Does that remind you of anybody?
After Rory McIlroy holed the winning putt at Augusta it didn’t take long for people to remember Davis and Taylor, though not necessarily for that reason. In the early hours of Easter Monday, 40 years ago, the most extraordinary snooker match staggered to its conclusion. A television audience of 18.5 million was rapt by the spectacle of two men in bow ties and waist coats, going for each other’s throats.
At 23 minutes past midnight, an hour and eight minutes after the final frame had begun, the black ball disappeared. Just like the Masters, it had been an excruciating evening of shouting at the telly and watching with your eyes closed, helplessly rooting and hoping.
The conflict between strength and weakness stalks every arena. On that evening at the Crucible, Taylor and Davis were just like McIlroy, scrambling to meet their desperate needs: sure, not sure, not sure, sure. As the match wore on, the dial was moved violently by bad shots and good shots.
“Your soul is out there for everybody to see,” said Davis.
The story of that match is typically remembered as Taylor told it. For all the talk, there are very few fairy-tale endings in sport.
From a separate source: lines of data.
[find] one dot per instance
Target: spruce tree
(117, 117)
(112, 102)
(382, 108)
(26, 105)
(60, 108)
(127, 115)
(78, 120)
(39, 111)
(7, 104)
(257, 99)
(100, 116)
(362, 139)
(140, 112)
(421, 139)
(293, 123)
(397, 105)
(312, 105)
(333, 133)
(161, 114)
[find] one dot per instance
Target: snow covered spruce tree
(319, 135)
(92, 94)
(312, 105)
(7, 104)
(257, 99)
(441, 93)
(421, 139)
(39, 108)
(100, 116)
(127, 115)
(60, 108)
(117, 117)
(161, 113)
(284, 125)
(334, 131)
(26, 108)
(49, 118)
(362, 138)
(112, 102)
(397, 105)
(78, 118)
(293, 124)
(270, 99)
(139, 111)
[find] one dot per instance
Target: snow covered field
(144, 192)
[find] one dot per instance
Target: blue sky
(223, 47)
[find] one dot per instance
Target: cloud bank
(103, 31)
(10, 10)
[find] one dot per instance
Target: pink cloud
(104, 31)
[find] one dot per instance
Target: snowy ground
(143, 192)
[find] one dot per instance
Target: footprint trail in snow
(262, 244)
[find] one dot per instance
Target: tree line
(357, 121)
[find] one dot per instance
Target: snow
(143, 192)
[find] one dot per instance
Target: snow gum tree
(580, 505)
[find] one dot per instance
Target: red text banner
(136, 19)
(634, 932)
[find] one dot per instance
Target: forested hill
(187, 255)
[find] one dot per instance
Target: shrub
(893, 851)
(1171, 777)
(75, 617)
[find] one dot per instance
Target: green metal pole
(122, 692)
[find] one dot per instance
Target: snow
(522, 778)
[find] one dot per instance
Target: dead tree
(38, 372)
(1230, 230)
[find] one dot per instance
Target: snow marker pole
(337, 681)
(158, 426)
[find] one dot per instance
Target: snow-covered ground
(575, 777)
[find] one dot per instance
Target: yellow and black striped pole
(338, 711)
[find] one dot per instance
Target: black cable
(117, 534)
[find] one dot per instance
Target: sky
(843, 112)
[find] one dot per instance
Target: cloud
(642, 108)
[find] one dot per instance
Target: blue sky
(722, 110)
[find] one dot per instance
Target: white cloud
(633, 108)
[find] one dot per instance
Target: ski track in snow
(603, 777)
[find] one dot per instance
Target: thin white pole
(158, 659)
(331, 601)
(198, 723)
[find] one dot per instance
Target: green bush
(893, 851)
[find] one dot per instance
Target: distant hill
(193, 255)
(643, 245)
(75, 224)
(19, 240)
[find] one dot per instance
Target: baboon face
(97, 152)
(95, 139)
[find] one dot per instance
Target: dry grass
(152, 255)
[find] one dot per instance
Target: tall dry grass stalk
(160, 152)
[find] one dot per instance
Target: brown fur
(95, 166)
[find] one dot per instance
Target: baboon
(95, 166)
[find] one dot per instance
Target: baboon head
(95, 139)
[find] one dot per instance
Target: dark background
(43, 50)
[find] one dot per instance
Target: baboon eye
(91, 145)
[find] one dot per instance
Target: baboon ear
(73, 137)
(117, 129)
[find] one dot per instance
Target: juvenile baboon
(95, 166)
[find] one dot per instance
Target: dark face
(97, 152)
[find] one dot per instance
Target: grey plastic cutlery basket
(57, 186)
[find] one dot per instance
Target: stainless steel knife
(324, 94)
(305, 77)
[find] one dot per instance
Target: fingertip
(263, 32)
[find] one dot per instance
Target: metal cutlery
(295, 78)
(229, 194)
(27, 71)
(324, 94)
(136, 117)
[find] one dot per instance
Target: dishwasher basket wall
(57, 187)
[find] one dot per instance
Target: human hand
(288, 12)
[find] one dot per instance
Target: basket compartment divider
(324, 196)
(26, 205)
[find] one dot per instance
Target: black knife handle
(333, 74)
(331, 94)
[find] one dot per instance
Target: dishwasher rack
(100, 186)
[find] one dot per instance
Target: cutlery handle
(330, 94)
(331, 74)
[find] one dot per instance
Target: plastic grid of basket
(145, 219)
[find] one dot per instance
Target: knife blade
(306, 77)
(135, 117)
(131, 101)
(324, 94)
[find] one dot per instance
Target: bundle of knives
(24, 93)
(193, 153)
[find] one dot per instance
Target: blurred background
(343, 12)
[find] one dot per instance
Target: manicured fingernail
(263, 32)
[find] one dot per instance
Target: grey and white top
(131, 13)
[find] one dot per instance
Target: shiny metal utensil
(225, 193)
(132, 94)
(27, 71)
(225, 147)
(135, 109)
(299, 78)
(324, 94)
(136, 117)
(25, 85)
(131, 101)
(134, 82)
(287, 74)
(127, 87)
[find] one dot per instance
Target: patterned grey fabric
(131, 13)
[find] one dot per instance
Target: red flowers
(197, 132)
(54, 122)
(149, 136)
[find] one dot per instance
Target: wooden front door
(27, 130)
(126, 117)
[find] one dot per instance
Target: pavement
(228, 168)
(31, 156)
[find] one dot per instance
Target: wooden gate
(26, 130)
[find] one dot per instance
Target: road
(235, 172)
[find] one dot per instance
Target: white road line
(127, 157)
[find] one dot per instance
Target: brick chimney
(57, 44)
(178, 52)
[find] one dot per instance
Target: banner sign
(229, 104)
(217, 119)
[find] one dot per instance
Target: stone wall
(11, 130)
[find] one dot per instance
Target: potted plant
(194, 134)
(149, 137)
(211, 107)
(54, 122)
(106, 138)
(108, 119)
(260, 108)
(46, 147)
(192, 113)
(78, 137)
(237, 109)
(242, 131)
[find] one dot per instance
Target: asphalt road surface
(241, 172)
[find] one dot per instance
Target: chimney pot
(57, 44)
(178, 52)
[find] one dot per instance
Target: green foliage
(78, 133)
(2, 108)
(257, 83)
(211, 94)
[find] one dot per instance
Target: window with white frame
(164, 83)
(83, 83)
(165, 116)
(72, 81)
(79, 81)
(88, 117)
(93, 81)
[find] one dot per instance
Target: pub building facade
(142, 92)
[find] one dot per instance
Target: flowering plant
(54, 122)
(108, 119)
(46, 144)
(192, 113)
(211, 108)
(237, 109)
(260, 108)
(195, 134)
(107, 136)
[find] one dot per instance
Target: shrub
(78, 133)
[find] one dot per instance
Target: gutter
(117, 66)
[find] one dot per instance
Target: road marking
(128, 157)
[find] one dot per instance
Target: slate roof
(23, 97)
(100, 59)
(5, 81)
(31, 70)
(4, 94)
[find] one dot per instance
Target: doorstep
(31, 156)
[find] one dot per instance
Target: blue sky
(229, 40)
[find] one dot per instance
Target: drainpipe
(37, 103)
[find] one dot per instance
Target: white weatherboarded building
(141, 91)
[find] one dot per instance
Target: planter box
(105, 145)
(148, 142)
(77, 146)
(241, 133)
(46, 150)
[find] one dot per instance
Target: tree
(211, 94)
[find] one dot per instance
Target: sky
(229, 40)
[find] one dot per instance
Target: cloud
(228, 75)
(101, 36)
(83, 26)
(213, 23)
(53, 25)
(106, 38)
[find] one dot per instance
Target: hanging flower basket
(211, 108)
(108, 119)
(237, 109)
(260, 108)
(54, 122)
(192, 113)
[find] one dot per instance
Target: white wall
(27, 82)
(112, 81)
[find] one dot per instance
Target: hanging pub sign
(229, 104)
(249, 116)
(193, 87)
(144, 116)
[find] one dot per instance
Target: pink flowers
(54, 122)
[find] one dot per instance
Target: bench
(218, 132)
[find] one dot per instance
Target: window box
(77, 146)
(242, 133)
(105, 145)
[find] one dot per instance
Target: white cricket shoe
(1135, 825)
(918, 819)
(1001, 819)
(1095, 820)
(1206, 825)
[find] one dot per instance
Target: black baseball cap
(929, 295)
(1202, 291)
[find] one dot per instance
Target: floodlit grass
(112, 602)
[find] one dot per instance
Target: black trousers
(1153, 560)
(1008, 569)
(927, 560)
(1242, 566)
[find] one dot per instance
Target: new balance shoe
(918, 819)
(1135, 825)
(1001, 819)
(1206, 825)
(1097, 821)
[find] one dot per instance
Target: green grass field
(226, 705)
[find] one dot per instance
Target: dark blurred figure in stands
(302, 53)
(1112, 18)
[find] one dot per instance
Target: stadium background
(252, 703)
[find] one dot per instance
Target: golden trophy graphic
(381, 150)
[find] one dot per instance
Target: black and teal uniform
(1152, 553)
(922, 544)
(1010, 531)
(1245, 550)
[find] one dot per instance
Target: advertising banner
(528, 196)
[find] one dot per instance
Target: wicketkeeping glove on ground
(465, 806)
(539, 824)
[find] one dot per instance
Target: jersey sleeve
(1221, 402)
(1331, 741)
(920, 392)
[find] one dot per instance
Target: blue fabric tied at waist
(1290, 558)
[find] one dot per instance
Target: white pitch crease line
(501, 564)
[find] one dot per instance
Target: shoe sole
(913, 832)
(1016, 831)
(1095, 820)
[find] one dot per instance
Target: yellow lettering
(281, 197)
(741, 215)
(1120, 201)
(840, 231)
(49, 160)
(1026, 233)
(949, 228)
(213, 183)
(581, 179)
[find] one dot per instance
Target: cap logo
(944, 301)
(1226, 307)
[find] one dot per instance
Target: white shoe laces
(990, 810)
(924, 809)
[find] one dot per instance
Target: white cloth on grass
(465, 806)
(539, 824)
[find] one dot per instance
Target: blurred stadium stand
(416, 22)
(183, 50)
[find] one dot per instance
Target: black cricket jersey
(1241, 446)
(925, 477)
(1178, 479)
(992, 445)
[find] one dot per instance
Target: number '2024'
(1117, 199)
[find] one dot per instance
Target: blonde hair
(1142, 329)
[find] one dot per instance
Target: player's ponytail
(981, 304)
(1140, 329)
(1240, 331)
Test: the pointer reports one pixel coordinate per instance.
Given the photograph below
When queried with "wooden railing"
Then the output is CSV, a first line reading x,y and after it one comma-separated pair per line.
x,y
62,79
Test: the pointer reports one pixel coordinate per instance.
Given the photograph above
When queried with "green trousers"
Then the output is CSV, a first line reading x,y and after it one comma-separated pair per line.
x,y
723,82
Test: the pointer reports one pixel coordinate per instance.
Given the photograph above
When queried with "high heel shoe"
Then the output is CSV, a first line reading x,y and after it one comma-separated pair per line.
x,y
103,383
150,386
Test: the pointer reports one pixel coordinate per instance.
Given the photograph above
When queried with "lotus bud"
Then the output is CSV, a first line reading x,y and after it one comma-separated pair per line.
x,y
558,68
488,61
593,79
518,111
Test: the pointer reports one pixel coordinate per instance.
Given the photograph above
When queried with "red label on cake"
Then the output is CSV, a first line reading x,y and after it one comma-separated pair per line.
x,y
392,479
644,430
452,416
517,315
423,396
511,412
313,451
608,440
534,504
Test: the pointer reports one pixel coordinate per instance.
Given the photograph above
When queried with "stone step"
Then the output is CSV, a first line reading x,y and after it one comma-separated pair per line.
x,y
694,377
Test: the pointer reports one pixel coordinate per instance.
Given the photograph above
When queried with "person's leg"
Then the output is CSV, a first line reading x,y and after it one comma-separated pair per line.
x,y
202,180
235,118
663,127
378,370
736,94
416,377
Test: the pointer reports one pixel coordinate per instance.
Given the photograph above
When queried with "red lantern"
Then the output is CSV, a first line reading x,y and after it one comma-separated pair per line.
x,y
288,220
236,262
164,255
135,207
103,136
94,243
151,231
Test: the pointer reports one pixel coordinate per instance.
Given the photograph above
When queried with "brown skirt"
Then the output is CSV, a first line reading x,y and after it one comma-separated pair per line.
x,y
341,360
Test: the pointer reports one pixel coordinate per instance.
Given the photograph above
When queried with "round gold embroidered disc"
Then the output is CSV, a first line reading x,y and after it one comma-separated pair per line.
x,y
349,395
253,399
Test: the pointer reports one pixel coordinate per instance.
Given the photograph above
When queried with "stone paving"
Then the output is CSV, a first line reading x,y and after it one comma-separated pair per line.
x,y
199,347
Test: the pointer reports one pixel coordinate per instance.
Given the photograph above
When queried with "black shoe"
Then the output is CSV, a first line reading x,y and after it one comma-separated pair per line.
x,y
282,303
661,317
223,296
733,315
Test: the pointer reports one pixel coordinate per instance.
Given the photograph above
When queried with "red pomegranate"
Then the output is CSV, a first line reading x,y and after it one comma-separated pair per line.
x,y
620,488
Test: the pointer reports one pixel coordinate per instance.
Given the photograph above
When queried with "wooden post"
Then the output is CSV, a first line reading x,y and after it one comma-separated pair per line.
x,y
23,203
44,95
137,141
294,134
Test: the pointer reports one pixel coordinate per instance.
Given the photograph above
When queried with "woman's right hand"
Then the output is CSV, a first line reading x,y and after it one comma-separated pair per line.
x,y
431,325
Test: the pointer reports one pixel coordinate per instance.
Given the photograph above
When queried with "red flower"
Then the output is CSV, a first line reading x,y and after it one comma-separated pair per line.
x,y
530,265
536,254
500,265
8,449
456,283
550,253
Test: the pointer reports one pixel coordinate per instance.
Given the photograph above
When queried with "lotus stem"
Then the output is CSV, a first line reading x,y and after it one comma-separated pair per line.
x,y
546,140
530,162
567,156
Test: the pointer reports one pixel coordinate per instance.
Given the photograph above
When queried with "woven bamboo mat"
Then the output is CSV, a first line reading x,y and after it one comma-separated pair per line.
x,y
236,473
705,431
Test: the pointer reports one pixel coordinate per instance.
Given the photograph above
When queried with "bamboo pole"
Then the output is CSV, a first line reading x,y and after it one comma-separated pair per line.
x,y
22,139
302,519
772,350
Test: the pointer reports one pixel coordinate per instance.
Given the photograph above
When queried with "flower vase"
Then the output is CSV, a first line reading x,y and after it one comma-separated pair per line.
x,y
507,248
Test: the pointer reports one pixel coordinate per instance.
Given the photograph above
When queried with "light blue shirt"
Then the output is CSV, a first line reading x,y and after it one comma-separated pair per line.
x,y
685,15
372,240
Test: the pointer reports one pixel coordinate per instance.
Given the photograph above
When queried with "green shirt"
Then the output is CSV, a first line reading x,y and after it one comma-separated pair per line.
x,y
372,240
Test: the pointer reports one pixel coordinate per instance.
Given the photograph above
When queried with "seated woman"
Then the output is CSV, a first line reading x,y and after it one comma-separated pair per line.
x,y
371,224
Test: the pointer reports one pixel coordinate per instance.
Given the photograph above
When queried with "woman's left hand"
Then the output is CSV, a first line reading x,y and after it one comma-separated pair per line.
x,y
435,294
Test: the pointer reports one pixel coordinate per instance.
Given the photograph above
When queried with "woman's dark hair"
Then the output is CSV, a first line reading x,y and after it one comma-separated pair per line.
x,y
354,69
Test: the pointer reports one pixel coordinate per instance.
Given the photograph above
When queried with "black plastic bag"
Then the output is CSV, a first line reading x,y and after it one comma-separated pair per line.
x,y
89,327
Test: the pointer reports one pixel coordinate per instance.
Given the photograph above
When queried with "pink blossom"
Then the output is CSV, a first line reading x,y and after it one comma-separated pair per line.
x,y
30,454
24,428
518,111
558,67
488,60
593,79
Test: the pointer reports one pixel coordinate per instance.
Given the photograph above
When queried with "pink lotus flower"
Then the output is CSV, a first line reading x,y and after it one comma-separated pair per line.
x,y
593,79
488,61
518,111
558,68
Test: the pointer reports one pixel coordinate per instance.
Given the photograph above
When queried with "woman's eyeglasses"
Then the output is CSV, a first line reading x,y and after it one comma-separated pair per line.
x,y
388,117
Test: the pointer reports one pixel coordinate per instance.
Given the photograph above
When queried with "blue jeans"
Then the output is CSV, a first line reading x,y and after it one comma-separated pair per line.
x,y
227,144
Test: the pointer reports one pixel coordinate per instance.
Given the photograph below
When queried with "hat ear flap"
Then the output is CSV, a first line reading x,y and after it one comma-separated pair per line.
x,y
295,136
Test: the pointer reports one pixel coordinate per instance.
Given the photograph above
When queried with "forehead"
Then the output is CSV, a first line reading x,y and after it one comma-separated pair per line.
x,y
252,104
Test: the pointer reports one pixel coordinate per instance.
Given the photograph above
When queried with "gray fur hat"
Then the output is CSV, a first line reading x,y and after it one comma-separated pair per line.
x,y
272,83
Underdogs lose, mostly. In 14 tournament meetings, Taylor had only ever beaten Davis twice.
Early in Taylor’s career good judges reckoned he would be world champion before he was 30, but one final and three semi-finals later he had confounded that prediction. He was 36 when he played Davis.
I got out of my chair with legs like lead. They didn’t feel like they were mine. Neither did my arms.
— Steve Davis
In snooker, Davis was the master of the universe. Not exciting, not loved, not vulnerable. Alex Higgins and Jimmy White shared the passionate affections of the huge crowds that filled the venues, fast, daring, exuberant players who didn’t have Davis’s command of the percentages.
The dynamic between Davis and Higgins especially was fascinating. For vastly different reasons they were the two most polarising figures in the game. When they met earlier that season at the UK Championship Davis beat both Higgins and the crowd and afterwards Higgins made an extraordinary plea.
“It doesn’t help me when they’re baying for Steve Davis’s blood,” he said. “It is all right being the People’s Champion, but it is a very hard burden to carry now. They are no help to me at all [the crowd]. They don’t realise how it works against me, but it also works in favour of Davis. All the noise makes me lose concentration whereas Davis plays in perfect silence.”
In the normal course of events, Davis had an imperious air in the arena. “Steve had such a domineering demeanour around the table and some players used to get annoyed by that,” said Taylor.
In sport, though, every mask is hiding something. By the end of the second session in the 1985 world final, Taylor had reduced the deficit to 9-7. Davis’s head was in a spin. A year earlier he had also led White by eight frames in the world final and that lead evaporated too. In the end, that match was decided in the 34th frame out of a possible 35.
“I left the Crucible shell-shocked,” he wrote. “I wanted the earth to swallow me up. I was inconsolable.”
Taylor was so relieved to be back in the game that he shared a bottle of champagne that evening with his wife and his friend Trevor East, who was head of sport at ITV. A day later, the players fought to the death.
They were level four times on Sunday. Taylor never led until the last ball. Neither man made a century break. In the 34th frame Davis failed to pot a ball. The tension was overwhelming.
Before Taylor played the winning shot, Davis had a chance to cut the black into the top corner pocket. In that moment, the greatest player in the world faltered.
“I got out of my chair with legs like lead,” he wrote. “They didn’t feel like they were mine. Neither did my arms. Neither did my cue. Getting up to the table seemed to take me a lifetime. I overcut the black so massively that it didn’t even wobble in the jaws of the pocket. My right arm had now disowned me.”
Isn’t that why we watch, though: to see the mask drop; to see their souls.